The prophet model and some of the R models can be quite slow, so we are only going to use the first 15 columns to demonstrate the difference

Forecasting with Prophet multiple series 1 worker¶

%%time
output_fc = []
for i in dated_df:
    forecasted_series = forecast_prophet(dated_df[i])
    output_fc.append(forecasted_series)
    
full_fc_df = pd.concat(output_fc,ignore_index=False,keys=dated_df.columns,axis=1)
#full_fc_df.head()

/opt/conda/lib/python3.5/site-packages/pystan/misc.py:399: FutureWarning: Conversion of the second argument of issubdtype from `float` to `np.floating` is deprecated. In future, it will be treated as `np.float64 == np.dtype(float).type`.
  elif np.issubdtype(np.asarray(v).dtype, float):
/opt/conda/lib/python3.5/site-packages/fbprophet/forecaster.py:1010: FutureWarning: Method .as_matrix will be removed in a future version. Use .values instead.
  X = seasonal_features.as_matrix()
/opt/conda/lib/python3.5/site-packages/fbprophet/forecaster.py:1134: FutureWarning: Method .as_matrix will be removed in a future version. Use .values instead.
  seasonal = np.matmul(seasonal_features.as_matrix(), beta) * self.y_scale

CPU times: user 1min 14s, sys: 2min 5s, total: 3min 19s
Wall time: 1min 2s

full_fc_df.head()

Forecasting with Prophet multiple series 6 workers with Dask delayed¶

%%time
output_fc = []
for i in dated_df:
    forecasted_series = dask.delayed(forecast_prophet)(dated_df[i])
    output_fc.append(forecasted_series)
    
total = dask.delayed(output_fc).compute()
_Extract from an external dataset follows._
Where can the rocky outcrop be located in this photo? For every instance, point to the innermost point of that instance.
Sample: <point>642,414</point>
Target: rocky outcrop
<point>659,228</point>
full_fc_df = pd.concat(total,ignore_index=False,keys=dated_df.columns,axis=1)
#full_fc_df.head()

CPU times: user 1.62 s, sys: 265 ms, total: 1.89 s
Wall time: 34.9 s

full_fc_df.head()

Forecasting using R forecast package models¶

Now we'll look at some foecasting models from the R forecast package. The reason we're using this package is it's the most comprehensive package for forecasting time series that I've seen. Most of the python libraries focus only on ARIMA models which actually perform worse than other methods such as ets and theta on many practical business problems. These other models have very little to no support in python currently and recreating all the work of this R package would take a long time.

Below I've created a model dictionary for some of the forecasting functions in the R forecast package. It works with most of them, I don't show tbats here because it can be slow and it's better for daily data anyways, and nnetar has some issues with concurrency. For a full list, reference: https://www.rdocumentation.org/packages/forecast/versions/8.3

R_model_dict = {'ets_damped':'ets(rdata,damped=TRUE)',
                'ets':'ets(rdata)',
                'auto_arima_D_1':'auto.arima(rdata,D=1)',
                'auto_arima':'auto.arima(rdata)',
                'thetaf':'thetaf(rdata',
                'splinef':'splinef(rdata',
                'meanf':'meanf(rdata',
                'rwf':'rwf(rdata'}

R_model_dict['ets_damped']

'ets(rdata,damped=TRUE)'

I've also created this forecast R function to be able to take in a python series and forecast a model in R and return the full fitted + prediction series to you in python series format. This function is not very robust and may not handle every case, but it works quite well for the monthly case that I use the most.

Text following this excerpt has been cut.